Graham is struck by …

.. an odd phenomenon. That is, the urge to create fictional dystopias in the face of a real one.

Other dystopian eras gave rise to distinctively original work. Film makers in Soviet-era Eastern Europe, for example, created fantasy masterpieces such as “The Saragossa Manuscript” —

Cinema poster for “Valerie And Her Week Of Wonders” — Jaromil Jires, Czechoslovakia, 1970.

and  ‘Valerie and Her Week of Wonders.’ Not forgetting either that Ginsberg’s ‘Howl’, quoted above, was written against the background of the conformist,  “Father Knows Best” socio culture of 1950s USA, a dystopia all its own.

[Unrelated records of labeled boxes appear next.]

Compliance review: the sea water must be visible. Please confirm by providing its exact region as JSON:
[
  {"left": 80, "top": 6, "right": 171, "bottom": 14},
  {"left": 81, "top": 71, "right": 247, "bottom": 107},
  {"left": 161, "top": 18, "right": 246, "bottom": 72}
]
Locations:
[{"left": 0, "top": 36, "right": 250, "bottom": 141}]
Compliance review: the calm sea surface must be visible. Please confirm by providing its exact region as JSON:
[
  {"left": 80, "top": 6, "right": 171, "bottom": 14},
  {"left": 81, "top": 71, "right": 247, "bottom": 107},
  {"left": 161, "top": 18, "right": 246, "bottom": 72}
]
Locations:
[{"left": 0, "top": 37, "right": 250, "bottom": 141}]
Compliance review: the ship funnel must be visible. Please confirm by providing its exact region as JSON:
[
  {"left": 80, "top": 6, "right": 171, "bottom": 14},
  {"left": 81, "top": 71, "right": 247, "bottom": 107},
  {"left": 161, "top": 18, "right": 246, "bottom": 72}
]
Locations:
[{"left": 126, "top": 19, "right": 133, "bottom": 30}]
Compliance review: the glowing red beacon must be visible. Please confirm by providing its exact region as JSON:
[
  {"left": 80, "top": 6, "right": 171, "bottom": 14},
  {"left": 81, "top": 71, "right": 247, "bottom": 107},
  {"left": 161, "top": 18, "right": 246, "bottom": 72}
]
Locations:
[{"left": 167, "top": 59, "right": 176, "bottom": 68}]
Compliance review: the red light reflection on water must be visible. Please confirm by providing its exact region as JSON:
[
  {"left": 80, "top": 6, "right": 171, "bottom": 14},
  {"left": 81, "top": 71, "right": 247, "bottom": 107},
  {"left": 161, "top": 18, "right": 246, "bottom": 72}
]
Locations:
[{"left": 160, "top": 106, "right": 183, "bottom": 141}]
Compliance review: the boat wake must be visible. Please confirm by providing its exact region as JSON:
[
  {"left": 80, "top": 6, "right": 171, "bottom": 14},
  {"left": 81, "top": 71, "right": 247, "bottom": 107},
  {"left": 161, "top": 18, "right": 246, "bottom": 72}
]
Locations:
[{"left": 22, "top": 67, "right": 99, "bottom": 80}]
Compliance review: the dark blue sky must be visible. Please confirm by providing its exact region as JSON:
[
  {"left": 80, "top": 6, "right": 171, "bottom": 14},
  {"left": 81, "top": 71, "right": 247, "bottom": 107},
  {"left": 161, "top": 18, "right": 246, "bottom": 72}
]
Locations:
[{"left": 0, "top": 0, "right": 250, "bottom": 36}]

But this is not about that response to the un-respondable. This is about the modern-day version, where one response to dystopia is to hypothesize a dysphoria in the creative fantasies of others — rather than defining and exploring one’s own.  Some go so far as apply their intellectual and creative heft to the deconstruction and analysis of — children’s cartoons?. From the individual musings — Aladdin is not set in the past, but a  devastated post-industrial future; Cars portrays a macabre human-hybrid society — to the Grand Theory — all Pixar movies are set in the same universe, at different points in its timeline — it is clear that a lot of time and energy has been exerted on this stuff. Which raises the comment — Really? Is that all you got?

That’s not to say there’s not a certain twisted fun to be had. Take the Cars theory, for example, if you’re ready for it…

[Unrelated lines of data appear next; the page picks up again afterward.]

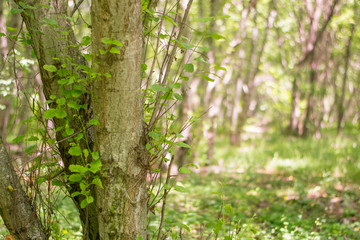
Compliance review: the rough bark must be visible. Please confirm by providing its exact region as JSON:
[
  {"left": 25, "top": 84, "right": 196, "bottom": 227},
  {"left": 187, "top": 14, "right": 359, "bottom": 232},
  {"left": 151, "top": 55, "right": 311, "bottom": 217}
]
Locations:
[
  {"left": 91, "top": 0, "right": 147, "bottom": 240},
  {"left": 15, "top": 0, "right": 98, "bottom": 239},
  {"left": 0, "top": 136, "right": 48, "bottom": 240}
]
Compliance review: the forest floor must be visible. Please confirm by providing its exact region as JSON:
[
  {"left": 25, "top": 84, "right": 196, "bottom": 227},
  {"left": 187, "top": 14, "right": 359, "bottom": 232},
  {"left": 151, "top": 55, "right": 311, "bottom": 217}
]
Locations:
[
  {"left": 0, "top": 130, "right": 360, "bottom": 240},
  {"left": 148, "top": 130, "right": 360, "bottom": 239}
]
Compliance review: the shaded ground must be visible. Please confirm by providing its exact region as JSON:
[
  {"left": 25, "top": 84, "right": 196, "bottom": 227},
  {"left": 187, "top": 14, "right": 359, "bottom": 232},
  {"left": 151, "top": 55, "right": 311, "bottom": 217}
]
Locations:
[{"left": 0, "top": 130, "right": 360, "bottom": 240}]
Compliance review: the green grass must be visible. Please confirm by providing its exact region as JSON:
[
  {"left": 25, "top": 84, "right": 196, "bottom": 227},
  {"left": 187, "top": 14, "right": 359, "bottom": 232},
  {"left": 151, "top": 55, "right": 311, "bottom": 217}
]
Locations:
[
  {"left": 0, "top": 133, "right": 360, "bottom": 239},
  {"left": 151, "top": 132, "right": 360, "bottom": 239}
]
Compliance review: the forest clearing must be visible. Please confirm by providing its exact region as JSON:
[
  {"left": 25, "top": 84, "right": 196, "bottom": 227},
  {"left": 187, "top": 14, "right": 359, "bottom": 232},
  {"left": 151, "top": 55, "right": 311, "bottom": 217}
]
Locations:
[{"left": 0, "top": 0, "right": 360, "bottom": 240}]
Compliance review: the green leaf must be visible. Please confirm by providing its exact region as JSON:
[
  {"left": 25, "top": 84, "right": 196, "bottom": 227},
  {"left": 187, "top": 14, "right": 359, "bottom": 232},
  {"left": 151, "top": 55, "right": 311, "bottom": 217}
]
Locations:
[
  {"left": 69, "top": 174, "right": 82, "bottom": 182},
  {"left": 51, "top": 179, "right": 63, "bottom": 187},
  {"left": 43, "top": 64, "right": 57, "bottom": 72},
  {"left": 180, "top": 223, "right": 190, "bottom": 232},
  {"left": 10, "top": 8, "right": 24, "bottom": 14},
  {"left": 109, "top": 47, "right": 120, "bottom": 54},
  {"left": 179, "top": 42, "right": 195, "bottom": 50},
  {"left": 169, "top": 83, "right": 181, "bottom": 89},
  {"left": 71, "top": 89, "right": 82, "bottom": 98},
  {"left": 101, "top": 38, "right": 112, "bottom": 44},
  {"left": 224, "top": 204, "right": 234, "bottom": 213},
  {"left": 200, "top": 74, "right": 215, "bottom": 82},
  {"left": 176, "top": 142, "right": 191, "bottom": 148},
  {"left": 84, "top": 53, "right": 92, "bottom": 61},
  {"left": 55, "top": 109, "right": 67, "bottom": 118},
  {"left": 71, "top": 192, "right": 80, "bottom": 197},
  {"left": 27, "top": 136, "right": 39, "bottom": 142},
  {"left": 88, "top": 119, "right": 100, "bottom": 126},
  {"left": 91, "top": 152, "right": 100, "bottom": 160},
  {"left": 12, "top": 135, "right": 25, "bottom": 144},
  {"left": 174, "top": 93, "right": 182, "bottom": 101},
  {"left": 179, "top": 167, "right": 191, "bottom": 174},
  {"left": 6, "top": 27, "right": 17, "bottom": 32},
  {"left": 99, "top": 49, "right": 107, "bottom": 54},
  {"left": 91, "top": 178, "right": 104, "bottom": 189},
  {"left": 210, "top": 33, "right": 226, "bottom": 40},
  {"left": 111, "top": 40, "right": 123, "bottom": 47},
  {"left": 69, "top": 146, "right": 81, "bottom": 156},
  {"left": 164, "top": 15, "right": 177, "bottom": 27},
  {"left": 86, "top": 196, "right": 94, "bottom": 204},
  {"left": 213, "top": 218, "right": 224, "bottom": 234},
  {"left": 44, "top": 108, "right": 56, "bottom": 119},
  {"left": 80, "top": 36, "right": 91, "bottom": 46},
  {"left": 198, "top": 17, "right": 214, "bottom": 23},
  {"left": 89, "top": 160, "right": 102, "bottom": 173},
  {"left": 69, "top": 164, "right": 88, "bottom": 173},
  {"left": 43, "top": 17, "right": 58, "bottom": 27},
  {"left": 148, "top": 132, "right": 161, "bottom": 140},
  {"left": 151, "top": 84, "right": 167, "bottom": 92},
  {"left": 40, "top": 4, "right": 52, "bottom": 9},
  {"left": 18, "top": 2, "right": 36, "bottom": 10},
  {"left": 67, "top": 101, "right": 81, "bottom": 110},
  {"left": 83, "top": 149, "right": 89, "bottom": 158},
  {"left": 80, "top": 199, "right": 88, "bottom": 208},
  {"left": 184, "top": 63, "right": 194, "bottom": 72},
  {"left": 214, "top": 66, "right": 227, "bottom": 72},
  {"left": 174, "top": 185, "right": 186, "bottom": 192},
  {"left": 56, "top": 98, "right": 66, "bottom": 106},
  {"left": 74, "top": 133, "right": 84, "bottom": 141}
]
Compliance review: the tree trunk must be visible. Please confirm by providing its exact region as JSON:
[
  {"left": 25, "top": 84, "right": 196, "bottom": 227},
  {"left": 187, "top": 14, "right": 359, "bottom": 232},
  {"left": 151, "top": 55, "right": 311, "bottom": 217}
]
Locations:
[
  {"left": 91, "top": 0, "right": 147, "bottom": 240},
  {"left": 15, "top": 0, "right": 99, "bottom": 239},
  {"left": 0, "top": 136, "right": 48, "bottom": 240},
  {"left": 337, "top": 19, "right": 356, "bottom": 134}
]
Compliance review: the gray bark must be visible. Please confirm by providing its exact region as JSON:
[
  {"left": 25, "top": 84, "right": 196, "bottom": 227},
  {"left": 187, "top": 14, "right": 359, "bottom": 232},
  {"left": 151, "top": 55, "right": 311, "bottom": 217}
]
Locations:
[
  {"left": 91, "top": 0, "right": 147, "bottom": 240},
  {"left": 15, "top": 0, "right": 98, "bottom": 239},
  {"left": 0, "top": 137, "right": 48, "bottom": 240}
]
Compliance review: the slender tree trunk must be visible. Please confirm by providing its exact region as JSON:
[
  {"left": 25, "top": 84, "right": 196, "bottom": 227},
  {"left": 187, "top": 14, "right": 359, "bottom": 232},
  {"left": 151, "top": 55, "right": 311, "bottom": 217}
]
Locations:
[
  {"left": 15, "top": 0, "right": 99, "bottom": 239},
  {"left": 91, "top": 0, "right": 147, "bottom": 240},
  {"left": 0, "top": 136, "right": 48, "bottom": 240},
  {"left": 337, "top": 18, "right": 356, "bottom": 134}
]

It suggests that a series of movies shown to impressionable youngsters actually portray desperate, distorted human beings, adapted from birth to live permanently in those anthropomorphized steel cases… Yes, that really is an all-purpose, er, exhaust pipe.

Then there’s Aladdin

Carpet isn’t just a ‘magical carpet’, he’s a remnant of hover-technology that has been hidden in the Cave of Wonders, presumably to keep it safe from the coming nuclear war that turned the world in to a big empty desert. Agrabah isn’t even a real place in the history of the Middle East. Instead it’s assumed this is some form of future corruption of the names Egypt, Arabia and Afghanistan, used as a generalisation since specific nation states are largely irrelevant in the post-apocalyptic wastes.

Advocates of the theory have also looked beyond the motion-picture to the Aladdin videogame for more evidence. Finding bones of the nuclear war’s dead, buried 20th Century road signs and even unexploded nuclear devices to support the futurist theory.

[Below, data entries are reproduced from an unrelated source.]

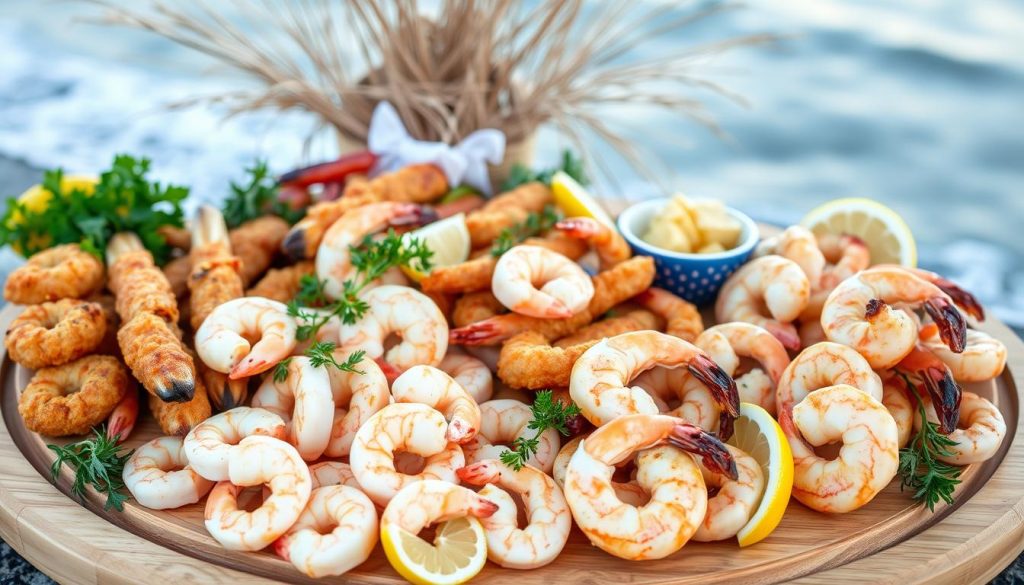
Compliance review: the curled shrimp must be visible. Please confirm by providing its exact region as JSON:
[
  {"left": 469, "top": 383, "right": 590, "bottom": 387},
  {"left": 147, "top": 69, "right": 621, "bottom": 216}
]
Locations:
[
  {"left": 183, "top": 407, "right": 287, "bottom": 482},
  {"left": 555, "top": 217, "right": 633, "bottom": 270},
  {"left": 391, "top": 366, "right": 480, "bottom": 444},
  {"left": 693, "top": 445, "right": 765, "bottom": 542},
  {"left": 273, "top": 486, "right": 377, "bottom": 578},
  {"left": 462, "top": 399, "right": 561, "bottom": 473},
  {"left": 252, "top": 358, "right": 334, "bottom": 461},
  {"left": 459, "top": 459, "right": 572, "bottom": 569},
  {"left": 490, "top": 246, "right": 594, "bottom": 319},
  {"left": 569, "top": 331, "right": 739, "bottom": 436},
  {"left": 914, "top": 392, "right": 1007, "bottom": 465},
  {"left": 339, "top": 285, "right": 449, "bottom": 371},
  {"left": 715, "top": 255, "right": 811, "bottom": 349},
  {"left": 196, "top": 297, "right": 296, "bottom": 380},
  {"left": 315, "top": 202, "right": 432, "bottom": 298},
  {"left": 348, "top": 404, "right": 466, "bottom": 506},
  {"left": 121, "top": 436, "right": 213, "bottom": 510},
  {"left": 776, "top": 341, "right": 882, "bottom": 411},
  {"left": 779, "top": 384, "right": 899, "bottom": 513},
  {"left": 205, "top": 435, "right": 312, "bottom": 550},
  {"left": 565, "top": 414, "right": 737, "bottom": 560},
  {"left": 919, "top": 323, "right": 1007, "bottom": 382},
  {"left": 821, "top": 267, "right": 967, "bottom": 369}
]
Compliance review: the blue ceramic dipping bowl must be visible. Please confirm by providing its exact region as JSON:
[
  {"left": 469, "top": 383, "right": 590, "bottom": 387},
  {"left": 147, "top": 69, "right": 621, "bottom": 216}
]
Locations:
[{"left": 618, "top": 198, "right": 761, "bottom": 306}]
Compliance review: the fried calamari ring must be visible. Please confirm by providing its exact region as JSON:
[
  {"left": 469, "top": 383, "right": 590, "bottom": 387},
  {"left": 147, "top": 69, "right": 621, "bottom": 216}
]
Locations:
[
  {"left": 4, "top": 298, "right": 106, "bottom": 370},
  {"left": 17, "top": 356, "right": 128, "bottom": 436},
  {"left": 3, "top": 244, "right": 103, "bottom": 304}
]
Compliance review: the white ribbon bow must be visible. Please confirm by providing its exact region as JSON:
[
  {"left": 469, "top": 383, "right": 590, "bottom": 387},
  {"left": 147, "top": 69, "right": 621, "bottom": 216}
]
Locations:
[{"left": 367, "top": 101, "right": 505, "bottom": 195}]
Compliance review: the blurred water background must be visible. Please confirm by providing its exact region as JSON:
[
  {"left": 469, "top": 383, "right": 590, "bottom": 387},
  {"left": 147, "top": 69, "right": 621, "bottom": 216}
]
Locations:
[{"left": 0, "top": 0, "right": 1024, "bottom": 327}]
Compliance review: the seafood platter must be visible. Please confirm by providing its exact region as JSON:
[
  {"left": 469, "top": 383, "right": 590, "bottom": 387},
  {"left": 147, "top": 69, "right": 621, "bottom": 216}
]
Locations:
[{"left": 0, "top": 152, "right": 1024, "bottom": 584}]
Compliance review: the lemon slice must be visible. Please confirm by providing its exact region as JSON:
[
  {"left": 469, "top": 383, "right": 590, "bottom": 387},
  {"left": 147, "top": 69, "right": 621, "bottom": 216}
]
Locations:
[
  {"left": 401, "top": 213, "right": 470, "bottom": 282},
  {"left": 726, "top": 403, "right": 793, "bottom": 546},
  {"left": 800, "top": 198, "right": 918, "bottom": 266},
  {"left": 381, "top": 516, "right": 487, "bottom": 585},
  {"left": 551, "top": 171, "right": 615, "bottom": 227}
]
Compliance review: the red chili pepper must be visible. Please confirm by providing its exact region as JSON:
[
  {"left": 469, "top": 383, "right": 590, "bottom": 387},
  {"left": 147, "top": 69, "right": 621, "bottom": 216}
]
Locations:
[{"left": 278, "top": 151, "right": 377, "bottom": 186}]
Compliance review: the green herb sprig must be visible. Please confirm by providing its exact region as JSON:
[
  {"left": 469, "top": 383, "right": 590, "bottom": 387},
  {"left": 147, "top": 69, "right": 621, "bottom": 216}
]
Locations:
[
  {"left": 0, "top": 155, "right": 188, "bottom": 264},
  {"left": 501, "top": 390, "right": 580, "bottom": 471},
  {"left": 46, "top": 427, "right": 132, "bottom": 512},
  {"left": 897, "top": 374, "right": 963, "bottom": 512}
]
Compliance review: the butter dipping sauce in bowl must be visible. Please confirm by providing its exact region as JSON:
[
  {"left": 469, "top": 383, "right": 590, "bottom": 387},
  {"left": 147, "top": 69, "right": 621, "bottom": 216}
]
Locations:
[{"left": 617, "top": 197, "right": 761, "bottom": 305}]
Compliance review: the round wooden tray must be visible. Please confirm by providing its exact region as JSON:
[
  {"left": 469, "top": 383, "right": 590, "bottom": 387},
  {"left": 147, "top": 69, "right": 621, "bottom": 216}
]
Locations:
[{"left": 0, "top": 306, "right": 1024, "bottom": 585}]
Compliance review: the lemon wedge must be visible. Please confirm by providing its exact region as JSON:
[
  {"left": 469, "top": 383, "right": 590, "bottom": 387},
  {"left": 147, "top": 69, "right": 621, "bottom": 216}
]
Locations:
[
  {"left": 551, "top": 171, "right": 615, "bottom": 227},
  {"left": 401, "top": 213, "right": 470, "bottom": 282},
  {"left": 726, "top": 403, "right": 793, "bottom": 546},
  {"left": 800, "top": 198, "right": 918, "bottom": 266},
  {"left": 381, "top": 516, "right": 487, "bottom": 585}
]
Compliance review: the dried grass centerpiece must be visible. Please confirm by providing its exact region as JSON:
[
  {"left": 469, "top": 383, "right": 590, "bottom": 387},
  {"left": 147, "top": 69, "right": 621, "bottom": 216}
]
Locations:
[{"left": 93, "top": 0, "right": 773, "bottom": 183}]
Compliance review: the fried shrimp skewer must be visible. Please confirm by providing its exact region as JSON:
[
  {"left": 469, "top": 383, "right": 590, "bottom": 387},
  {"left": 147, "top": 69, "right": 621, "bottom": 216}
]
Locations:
[{"left": 106, "top": 234, "right": 196, "bottom": 402}]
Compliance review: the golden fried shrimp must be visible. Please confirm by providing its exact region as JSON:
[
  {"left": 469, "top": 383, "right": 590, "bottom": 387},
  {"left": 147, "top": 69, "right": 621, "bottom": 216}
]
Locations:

Interesting enough stuff, maybe, though roundly dismissed by the animators themselves. But a truly creative response to dystopia? Hardly. In comparison to the ground-breaking work that came out of Eastern Europe, it brings to mind more the famous statement from Harry Lime, in Orson Welles “The Third Man”–

In Italy, for thirty years under the Borgias, they had warfare, terror, murder and bloodshed, but they produced Michelangelo, Leonardo da Vinci and the Renaissance. In Switzerland, they had brotherly love, they had five hundred years of democracy and peace – and what did that produce? The cuckoo clock.

We have our own dystopia, but some of our creatives are still making cuckoo clocks.

John thought hard …

… very hard … maybe he’s tired. Bottom line – he has nothing to add.